How to fix it: Always append LT (left) or RT (right) to 64418 and 64416. This is a best practice, even if your local payer does not technically require it. It prevents confusion.

Denial 3: “Incorrect code for service billed”

Why it happens: You used 64415 (axillary) instead of 64418 (interscalene).

How to fix it: Review your documentation. If the procedure note says “interscalene,” use 64418. If it says “axillary,” use 64415. Never guess based on the surgery type. Always code from the documentation.

Frequently Asked Questions (FAQ)

Q1: Can a CRNA bill CPT 64418 independently?
Yes, in most states. CRNAs can perform and bill for peripheral nerve blocks if they are practicing within their state scope of practice and under appropriate physician supervision (if required by the facility or payer). Medicare allows CRNAs to bill for these services directly.

Q2: What is the difference between 64418 and 64416 in terms of documentation?
For 64418, you document a single injection. For 64416, you must document catheter placement, confirmation of catheter position (often with ultrasound or contrast), connection to an infusion device, and post-procedure instructions for catheter management.

Q3: Do I need a separate consent form for the interscalene block?
Most facilities include nerve blocks in the general anesthesia consent form. However, best practice is to have a separate line item or a dedicated consent for regional anesthesia that mentions the risks (pneumothorax, phrenic nerve palsy, hoarseness).

Q4: How do I bill for an interscalene block performed in the emergency department?
The same code applies: 64418. The ED physician bills the code with an appropriate E/M service (e.g., 99283) using modifier 25 to show the block was a separately identifiable service.

Q5: Is there a specific ICD-10 code I need to use with 64418?
You need a diagnosis that supports medical necessity. Common codes include:

  • M25.511 – Pain in right shoulder

  • M25.512 – Pain in left shoulder

  • S42.201A – Fracture of upper end of unspecified humerus (initial encounter)

  • Z98.89 – Postprocedural pain (for elective surgery cases)

Never use an unlisted code like M79.10 (Myalgia, unspecified) unless the documentation truly supports it.

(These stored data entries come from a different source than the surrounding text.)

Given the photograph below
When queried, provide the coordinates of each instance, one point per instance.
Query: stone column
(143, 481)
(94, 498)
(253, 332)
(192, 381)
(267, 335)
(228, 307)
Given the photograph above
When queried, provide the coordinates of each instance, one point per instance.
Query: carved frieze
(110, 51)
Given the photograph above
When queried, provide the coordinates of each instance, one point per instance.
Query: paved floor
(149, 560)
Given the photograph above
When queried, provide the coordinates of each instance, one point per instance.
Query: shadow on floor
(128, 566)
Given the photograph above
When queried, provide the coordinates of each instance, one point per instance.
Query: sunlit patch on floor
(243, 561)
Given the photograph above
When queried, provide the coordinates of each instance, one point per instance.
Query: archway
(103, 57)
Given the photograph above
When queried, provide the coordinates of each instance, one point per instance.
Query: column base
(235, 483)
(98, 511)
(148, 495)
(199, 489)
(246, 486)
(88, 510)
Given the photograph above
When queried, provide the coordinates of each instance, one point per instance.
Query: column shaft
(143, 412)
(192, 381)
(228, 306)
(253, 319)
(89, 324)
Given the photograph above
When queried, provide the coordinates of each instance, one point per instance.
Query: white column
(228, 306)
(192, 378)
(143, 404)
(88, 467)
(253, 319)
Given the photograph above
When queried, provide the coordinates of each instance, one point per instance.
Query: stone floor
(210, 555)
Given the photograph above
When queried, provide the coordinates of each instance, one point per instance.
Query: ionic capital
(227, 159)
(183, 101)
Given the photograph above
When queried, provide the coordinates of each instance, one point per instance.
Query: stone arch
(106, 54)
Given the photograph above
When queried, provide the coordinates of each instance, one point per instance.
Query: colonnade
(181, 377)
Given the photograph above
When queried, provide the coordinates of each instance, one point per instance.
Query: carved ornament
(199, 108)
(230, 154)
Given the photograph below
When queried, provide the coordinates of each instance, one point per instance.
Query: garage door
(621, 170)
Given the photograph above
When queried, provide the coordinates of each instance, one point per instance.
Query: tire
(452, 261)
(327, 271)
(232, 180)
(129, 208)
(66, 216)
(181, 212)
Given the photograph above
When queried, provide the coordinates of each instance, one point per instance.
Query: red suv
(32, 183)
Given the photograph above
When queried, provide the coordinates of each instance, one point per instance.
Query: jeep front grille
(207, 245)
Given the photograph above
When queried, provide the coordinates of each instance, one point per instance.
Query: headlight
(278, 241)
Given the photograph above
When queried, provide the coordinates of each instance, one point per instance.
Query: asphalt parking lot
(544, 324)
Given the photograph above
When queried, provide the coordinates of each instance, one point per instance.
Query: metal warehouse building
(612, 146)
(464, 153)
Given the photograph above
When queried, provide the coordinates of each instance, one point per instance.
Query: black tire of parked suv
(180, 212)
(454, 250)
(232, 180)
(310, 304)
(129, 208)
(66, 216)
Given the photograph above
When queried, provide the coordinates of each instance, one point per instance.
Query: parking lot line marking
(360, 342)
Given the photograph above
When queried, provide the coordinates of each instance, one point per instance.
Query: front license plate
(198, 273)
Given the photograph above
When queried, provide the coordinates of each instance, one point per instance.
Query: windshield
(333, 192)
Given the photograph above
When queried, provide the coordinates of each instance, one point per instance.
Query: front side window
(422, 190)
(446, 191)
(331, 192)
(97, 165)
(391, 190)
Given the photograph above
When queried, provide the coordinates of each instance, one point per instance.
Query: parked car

Q6: Can I bill 64418 if the block fails?
Yes, if you performed the procedure with the intent to provide a therapeutic nerve block, you bill for the work performed. A failed block is still a procedure. However, you cannot bill a second 64418 for a repeat attempt on the same day on the same nerve. That would be considered a single service.

Q7: Does Medicare cover interscalene blocks for chronic pain?
Sometimes. Medicare covers nerve blocks for diagnostic or therapeutic purposes for chronic pain conditions, but there are strict local coverage determinations (LCDs). You may need to provide documentation of failed conservative treatment (physical therapy, medications) before Medicare will pay for a block for conditions like chronic shoulder pain.

Additional Resources

For the most up-to-date information, always refer to official sources. Coding changes every year.

  • CMS NCCI Policy Manual: This document explains which codes are bundled. Read Chapter 4 on nerve blocks.

  • ASA Relative Value Guide (RVG): Published annually by the American Society of Anesthesiologists. This is the gold standard for anesthesia coding.

  • Your Local MAC’s LCD: Search for “Interscalene nerve block LCD” plus your state. Medicare Administrative Contractors publish local rules.

[Link to CMS NCCI Edits Search Tool (External Resource)]

Conclusion

To summarize clearly: The correct CPT code for a single-injection interscalene block is 64418. For a continuous catheter, use 64416. Always append LT or RT modifiers, never bill ultrasound guidance separately for standard cases, and document thoroughly. Mastering these details will reduce denials and ensure fair reimbursement for your work.

Final Checklist Before You Submit Your Claim:

  • Did I use 64418 (single) or 64416 (catheter)?

  • Did I add LT or RT?

  • Did I avoid adding 76942 for ultrasound?

  • Is my procedure note complete and signed?

  • Does my ICD-10 code match the medical necessity?

Thank you for reading. Code responsibly.